Fun with [Auto]Stitching Photo Mosaics!

Xingyu Jin < xingyu.jin21@berkeley.edu >

Background

This project will explore different aspects of image warping and its application in image mosaicing.

Part A - IMAGE WARPING and MOSAICING

Shoot and Digitize picture

In this part, I took photos of my living room with a digital camera, where I stand in the center of the room and took picture with different view direction. I shoot pictures from the same position by turning camera instead of translating it. My original pictures are shown as follows:

Recover Homographs

In this part, I constructed a matrix from two n-by-2 matrices holding the (x,y) locations of n point correspondences from the two images in order to solve the linear system to get the recovered 3*3 homography matrix. Here, I used the least square algorithm to solve for the homography matrix.

When selecting the keypoints, I used the second picture as my target picture and used the computeH function to get the homography matrix for transforming the other two pictures into the second one. I chose the second picture because it is the "front view" of my room, which is ideal for serving as a reference. When selecting the key points, I used ginput function to select the square blocks in the images so that they can correspond to each other.

Wrap the Images

In this part, I used inverse warp to warp the images with the homography matrix calculated above.To test my functionality and the homography matrix, I first tried to warp several images. The following examples show how my initial warp algorithm works. In this example, I tried to wrap the wooden pillar in the side images to the same position as they are in the middle image. As we can see, even though the transforming leaves many pixels as "black", it still correctly warped the images into very close position as my target picture.

"Rectify" the Images

To further test my functionality and the homography matrix, I tried to rectify the images. In the example below, I took a side view picture of my ipad on my desk. Thereafter, I manually selected the four corners of my ipad, and defined its target by hand to be a square. The way I define the target coordinates is as follows:

Use the bottom left corner of my ipad as "origin"
Calculate the width w of my ipad by calculating the Euclidean distance between the bottom left corner and the bottom right corner
Calculate the height w of my ipad by calculating the Euclidean distance between the bottom left corner and the top left corner
Construct the target coordinates by adding/subtracting w/h from my "origin"

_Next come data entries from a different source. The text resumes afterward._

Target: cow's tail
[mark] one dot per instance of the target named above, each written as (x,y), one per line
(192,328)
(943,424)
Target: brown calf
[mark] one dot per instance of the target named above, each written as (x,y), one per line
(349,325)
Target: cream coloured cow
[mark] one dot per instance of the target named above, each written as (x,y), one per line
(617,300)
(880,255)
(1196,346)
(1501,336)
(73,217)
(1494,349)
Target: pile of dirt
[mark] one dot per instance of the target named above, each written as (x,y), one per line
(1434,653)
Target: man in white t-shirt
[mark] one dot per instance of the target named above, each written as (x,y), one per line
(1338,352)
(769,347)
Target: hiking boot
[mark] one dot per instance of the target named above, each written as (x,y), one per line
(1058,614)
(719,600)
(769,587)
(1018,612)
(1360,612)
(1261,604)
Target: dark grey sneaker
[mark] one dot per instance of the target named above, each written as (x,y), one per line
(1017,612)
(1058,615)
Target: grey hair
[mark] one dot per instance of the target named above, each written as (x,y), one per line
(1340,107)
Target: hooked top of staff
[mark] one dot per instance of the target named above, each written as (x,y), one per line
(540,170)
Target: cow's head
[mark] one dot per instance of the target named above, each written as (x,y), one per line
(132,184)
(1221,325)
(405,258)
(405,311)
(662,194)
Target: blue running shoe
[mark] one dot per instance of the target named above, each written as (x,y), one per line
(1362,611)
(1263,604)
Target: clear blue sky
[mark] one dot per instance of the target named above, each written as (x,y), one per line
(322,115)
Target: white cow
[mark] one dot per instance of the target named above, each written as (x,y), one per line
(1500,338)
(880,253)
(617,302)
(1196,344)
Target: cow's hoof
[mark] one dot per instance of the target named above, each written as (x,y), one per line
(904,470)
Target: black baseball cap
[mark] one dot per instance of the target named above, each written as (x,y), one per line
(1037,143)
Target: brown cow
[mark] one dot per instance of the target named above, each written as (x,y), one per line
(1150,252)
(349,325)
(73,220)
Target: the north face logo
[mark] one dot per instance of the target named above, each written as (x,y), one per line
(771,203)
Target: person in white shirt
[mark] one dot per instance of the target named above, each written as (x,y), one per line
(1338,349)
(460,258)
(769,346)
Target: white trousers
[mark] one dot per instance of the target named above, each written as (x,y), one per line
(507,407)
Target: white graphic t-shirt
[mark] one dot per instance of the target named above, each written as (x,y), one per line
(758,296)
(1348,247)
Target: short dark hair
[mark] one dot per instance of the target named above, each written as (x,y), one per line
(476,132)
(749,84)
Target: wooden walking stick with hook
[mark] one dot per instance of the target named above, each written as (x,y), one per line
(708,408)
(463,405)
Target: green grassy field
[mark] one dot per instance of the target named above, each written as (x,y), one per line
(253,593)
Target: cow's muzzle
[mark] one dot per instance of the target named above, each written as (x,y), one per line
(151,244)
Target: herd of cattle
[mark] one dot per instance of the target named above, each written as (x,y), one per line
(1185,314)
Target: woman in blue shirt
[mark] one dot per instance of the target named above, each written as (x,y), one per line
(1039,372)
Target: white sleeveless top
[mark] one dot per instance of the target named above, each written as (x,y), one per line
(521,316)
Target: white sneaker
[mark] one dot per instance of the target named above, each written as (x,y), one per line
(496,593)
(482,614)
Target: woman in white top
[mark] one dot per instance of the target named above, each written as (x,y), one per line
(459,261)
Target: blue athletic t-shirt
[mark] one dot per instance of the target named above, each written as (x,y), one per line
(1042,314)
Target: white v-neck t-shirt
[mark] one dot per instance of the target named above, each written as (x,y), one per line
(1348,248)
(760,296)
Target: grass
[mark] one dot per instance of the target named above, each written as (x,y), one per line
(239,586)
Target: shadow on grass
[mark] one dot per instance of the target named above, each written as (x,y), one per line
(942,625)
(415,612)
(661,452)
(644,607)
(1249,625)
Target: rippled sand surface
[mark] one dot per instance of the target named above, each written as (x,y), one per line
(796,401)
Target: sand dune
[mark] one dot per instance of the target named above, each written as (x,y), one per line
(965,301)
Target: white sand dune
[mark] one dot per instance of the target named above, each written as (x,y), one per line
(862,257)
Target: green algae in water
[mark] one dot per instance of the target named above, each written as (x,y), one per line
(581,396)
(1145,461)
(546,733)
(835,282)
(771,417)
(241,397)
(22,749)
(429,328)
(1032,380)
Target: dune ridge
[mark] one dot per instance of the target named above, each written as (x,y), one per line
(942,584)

As we can see, it still correctly rectify my ipad through warping.

Blend the image into a mosaic

In order to bind the images into a mosaic, I used weighted averaging. To do so, I decide to use what I did in the previous part that I left the second image unwrapped and warp the other two images into its project. When deciding the final size, since all my original pictures are of the same size, I choose to keep the original picture's height and increase the width by 2 times (so that I can bind the other two images into one).

My final warpped images are shown as follows:

Thereafter, they are of the same shape and I can direclty stack them and get the final mosaic image. During the blending process, I used the technique from project two, where I used gaussian filter layers with Laplacian stacks and Gaussian stacks so that the images can be blended with respect to the points and the edge area can be smoothened to have better result. I blend the images one by one and the blending process is shown as follows:

Target image

Blend first two images

Blend all three images

What I've learned - Part A

In this part, I learnt how to use corresponding coordinates to bind images together and make a mosaic. More importantly, I started to understand how to use the knowledge we learnt before and how to apply the concepts into different cases. Also, in this part where I manually selected the points for warping and blending, I learnt how tedious and buggy this task is. First, the process of clicking on the images again and again is repetitive. In addition, if one select the points a bit off, the warping result can be very unpleasing. Even with techniques such as SSD or normalized-correlation matching patches, the result still may vary a lot and is not stable. Therefore, it is very necessary to develop an automatic detecting algorithm that is faster, stabler, and more precise.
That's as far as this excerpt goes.